Grob beäugte ich das Essen, es war eine Menge da, mehr als wir wahrscheinlich essen konnten. Als ich jedoch zu Tyrone sah, nahm ich meine Aussage wieder zurück, denn vor ihm standen drei vollgestapelte Teller. Gerade stopfte er sich irgendetwas grünes in den Mund, ich konnte nicht mehr erkennen, was es war, denn in der nächsten Sekunde war es schon wieder verschwunden.

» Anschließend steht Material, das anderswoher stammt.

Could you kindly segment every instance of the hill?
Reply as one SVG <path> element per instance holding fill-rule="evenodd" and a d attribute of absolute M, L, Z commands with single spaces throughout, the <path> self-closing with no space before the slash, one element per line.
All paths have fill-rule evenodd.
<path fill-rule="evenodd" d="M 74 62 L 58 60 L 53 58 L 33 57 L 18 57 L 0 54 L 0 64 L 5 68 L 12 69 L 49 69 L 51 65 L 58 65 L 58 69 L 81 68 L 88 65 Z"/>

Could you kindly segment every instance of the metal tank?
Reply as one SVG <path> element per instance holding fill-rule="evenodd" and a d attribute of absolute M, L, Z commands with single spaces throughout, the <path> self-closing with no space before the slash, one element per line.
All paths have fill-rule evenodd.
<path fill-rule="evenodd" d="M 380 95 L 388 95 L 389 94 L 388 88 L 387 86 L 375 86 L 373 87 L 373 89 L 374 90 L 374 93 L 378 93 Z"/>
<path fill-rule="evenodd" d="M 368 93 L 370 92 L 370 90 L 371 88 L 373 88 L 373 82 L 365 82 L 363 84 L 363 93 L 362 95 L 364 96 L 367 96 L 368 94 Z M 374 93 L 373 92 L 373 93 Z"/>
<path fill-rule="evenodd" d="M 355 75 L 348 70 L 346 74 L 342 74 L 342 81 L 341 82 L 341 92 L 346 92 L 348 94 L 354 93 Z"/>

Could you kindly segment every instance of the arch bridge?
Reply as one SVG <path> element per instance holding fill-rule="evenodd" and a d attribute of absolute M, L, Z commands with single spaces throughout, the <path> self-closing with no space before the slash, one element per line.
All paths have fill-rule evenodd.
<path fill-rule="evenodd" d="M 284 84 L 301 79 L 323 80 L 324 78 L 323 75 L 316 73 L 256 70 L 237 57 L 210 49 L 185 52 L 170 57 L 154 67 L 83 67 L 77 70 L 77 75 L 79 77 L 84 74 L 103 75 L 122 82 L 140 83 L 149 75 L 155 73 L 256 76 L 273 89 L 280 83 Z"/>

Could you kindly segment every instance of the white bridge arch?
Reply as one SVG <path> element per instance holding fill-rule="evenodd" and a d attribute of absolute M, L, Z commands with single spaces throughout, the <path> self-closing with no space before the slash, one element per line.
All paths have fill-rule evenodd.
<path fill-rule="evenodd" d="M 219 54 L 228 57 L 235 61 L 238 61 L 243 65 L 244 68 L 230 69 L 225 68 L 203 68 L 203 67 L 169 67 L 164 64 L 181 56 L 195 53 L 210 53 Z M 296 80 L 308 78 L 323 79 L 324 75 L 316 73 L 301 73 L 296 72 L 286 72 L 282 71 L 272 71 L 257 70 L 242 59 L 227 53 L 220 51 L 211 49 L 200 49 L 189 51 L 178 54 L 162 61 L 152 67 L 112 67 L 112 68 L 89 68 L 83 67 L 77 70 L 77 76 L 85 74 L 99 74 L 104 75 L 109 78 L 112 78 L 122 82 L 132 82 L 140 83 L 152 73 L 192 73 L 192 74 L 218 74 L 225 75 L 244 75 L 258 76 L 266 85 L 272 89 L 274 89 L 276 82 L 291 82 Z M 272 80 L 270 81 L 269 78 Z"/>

Mein Blick blieb beim Obst hängen und ich griff nach einem grünen Apfel. Ich biss hinein, er war sauer und ich verzog mein Gesicht ein wenig. Die Stimmung war unangenehm still, denn niemand sagte ein Wort. Ein einziges Mal in meinem Leben, war ich nicht alleine mit meiner Sprachlosigkeit, in Momenten in denen Redebedarf herrschte.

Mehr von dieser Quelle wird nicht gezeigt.